Only One to Challenge Antiquity


The date on this GLP panel was Easter Sunday in 1996, but the comic was published on March 26th. That was the first day of Fool’s Week in 1996. This year, the first day of Fool’s Week is tomorrow, March 29th. If you share your household with a jackalope, or have friends who are jackalopes, I’m sure you are aware that a prank war will begin tomorrow. You also know that you need not fear the arrival of mail exploding with glitter, soap disguised as candy, Saran-wrapped toilet bowls, or googly eyes stuck to any and all surfaces. When you crack your eggs for your breakfast scramble, you will not discover rainbow Jello instead of the protein, fat, vitamins and minerals that make an egg a neat little package of high-quality nutrition.

According to the Jackalopian tradition for the All Fools holiday, a prank is a ridiculously lavish gift, something extravagant and useless. It can be a book for someone who already owns a library of books they have not read yet, or a bar of dark sinful chocolate from Lithuania flavored with wild Porcini mushrooms.

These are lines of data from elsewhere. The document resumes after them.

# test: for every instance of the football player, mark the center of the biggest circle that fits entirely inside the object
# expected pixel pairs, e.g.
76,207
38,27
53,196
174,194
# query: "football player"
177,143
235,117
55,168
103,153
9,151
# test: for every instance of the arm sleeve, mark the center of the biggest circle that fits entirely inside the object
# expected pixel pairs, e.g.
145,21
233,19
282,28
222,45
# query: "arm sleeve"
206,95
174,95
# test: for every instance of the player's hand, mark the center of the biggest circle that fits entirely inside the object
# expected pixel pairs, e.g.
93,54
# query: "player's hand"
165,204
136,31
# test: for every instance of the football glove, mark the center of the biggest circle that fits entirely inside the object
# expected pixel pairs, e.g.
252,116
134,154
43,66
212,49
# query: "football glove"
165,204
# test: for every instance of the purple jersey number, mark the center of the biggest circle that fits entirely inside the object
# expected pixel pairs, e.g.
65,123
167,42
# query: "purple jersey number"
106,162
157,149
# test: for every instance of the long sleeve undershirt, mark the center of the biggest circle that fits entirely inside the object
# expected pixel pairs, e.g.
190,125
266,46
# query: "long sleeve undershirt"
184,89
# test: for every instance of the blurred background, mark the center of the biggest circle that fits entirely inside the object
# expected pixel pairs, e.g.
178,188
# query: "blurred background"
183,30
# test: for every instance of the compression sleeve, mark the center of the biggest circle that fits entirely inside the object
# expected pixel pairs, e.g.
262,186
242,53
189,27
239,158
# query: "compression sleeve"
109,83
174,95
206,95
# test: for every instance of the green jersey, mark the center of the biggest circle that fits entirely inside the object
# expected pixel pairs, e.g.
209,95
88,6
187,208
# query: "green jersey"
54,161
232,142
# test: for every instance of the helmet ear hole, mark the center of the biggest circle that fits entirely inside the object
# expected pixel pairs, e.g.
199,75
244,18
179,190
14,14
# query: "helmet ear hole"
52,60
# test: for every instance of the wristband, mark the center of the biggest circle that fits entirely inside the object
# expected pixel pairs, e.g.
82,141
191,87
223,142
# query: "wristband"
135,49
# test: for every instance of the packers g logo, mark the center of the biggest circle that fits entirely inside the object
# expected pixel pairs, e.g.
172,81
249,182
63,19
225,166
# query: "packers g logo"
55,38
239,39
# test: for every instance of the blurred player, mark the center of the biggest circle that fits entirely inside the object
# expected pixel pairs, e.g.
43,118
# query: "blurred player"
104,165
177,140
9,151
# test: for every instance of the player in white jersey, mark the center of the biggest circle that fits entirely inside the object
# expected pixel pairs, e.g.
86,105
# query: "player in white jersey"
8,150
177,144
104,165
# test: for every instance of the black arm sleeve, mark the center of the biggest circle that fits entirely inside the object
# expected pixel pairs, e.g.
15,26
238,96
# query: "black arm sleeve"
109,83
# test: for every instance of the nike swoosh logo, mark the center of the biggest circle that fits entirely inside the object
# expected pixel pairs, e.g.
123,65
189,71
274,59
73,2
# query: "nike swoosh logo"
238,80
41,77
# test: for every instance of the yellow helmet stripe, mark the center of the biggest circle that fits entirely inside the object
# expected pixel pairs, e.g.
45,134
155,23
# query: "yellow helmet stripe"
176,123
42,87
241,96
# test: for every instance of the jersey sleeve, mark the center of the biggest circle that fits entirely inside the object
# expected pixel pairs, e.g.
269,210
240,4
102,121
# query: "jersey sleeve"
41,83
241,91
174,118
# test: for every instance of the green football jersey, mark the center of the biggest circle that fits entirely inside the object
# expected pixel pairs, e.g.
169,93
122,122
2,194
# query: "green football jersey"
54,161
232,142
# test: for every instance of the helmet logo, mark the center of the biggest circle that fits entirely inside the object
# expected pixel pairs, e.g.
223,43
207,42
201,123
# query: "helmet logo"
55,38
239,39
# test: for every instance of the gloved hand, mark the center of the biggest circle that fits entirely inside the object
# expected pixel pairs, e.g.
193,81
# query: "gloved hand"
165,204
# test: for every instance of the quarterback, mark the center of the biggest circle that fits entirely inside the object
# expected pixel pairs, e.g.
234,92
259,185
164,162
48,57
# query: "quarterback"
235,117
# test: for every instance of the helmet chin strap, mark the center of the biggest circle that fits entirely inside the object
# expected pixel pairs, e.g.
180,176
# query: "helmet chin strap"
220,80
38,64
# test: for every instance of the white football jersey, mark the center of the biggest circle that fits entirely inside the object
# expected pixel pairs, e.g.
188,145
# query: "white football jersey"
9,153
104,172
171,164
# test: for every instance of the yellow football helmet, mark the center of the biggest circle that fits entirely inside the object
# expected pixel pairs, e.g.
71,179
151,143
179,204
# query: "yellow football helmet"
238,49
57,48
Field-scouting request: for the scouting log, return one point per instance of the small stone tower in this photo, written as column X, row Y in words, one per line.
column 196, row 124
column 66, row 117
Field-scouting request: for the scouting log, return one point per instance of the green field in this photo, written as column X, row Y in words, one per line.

Or you could buy one-of-a-kind ceramics made by local potters (Jean Shinn, Charles Varni) and fill them with dirt, rocks and plants, even though you have stacks of mass produced clay pots:

It’s a bit of foolishness that you would never buy for yourself, but then you do, and then you give it to yourself. That is the Jackalopian ideal of a prank war during Fool’s Week.

Are you saying to yourself, “Wait, what kind of war is that? That’s not a war.” A jackalope will say to you, “Au contraire!” (Because speaking with a bad French accent is also one of the many traditions practiced during Fool’s Week.) “Nobody engages in a war unless it is for their own benefit. We just remove all the middlemen–and all the toil and suffering–and get right to the benefit. It is war with efficiency. It is delightful, as war should be.”

Actually, now that I think of it, Jello eggs are delightful, and making them requires patience and a peculiar set of skills. Especially if you want to make the multi-colored stripey ones, which would necessitate the purchase of at least six Jello packets of different colors. That’s fairly extravagant, and the whole thing involves a ridiculous amount of effort.


The above image is the misprint by our favorite paragon of flawed media, Newark’s Star-Ledger, and below is my garishly exuberant interpretation of today’s comic as an animated gif.

One thought on “Only One to Challenge Antiquity

  1. Having been a refugee from the USA these twenty-plus years, the jackalope has faded from my cultural memory. Thanks for helping me revive–and get ready for April Fool’s Day. Hmmm. If I could only find a way to fill our apt with millions of daffodils, her favorite child of spring.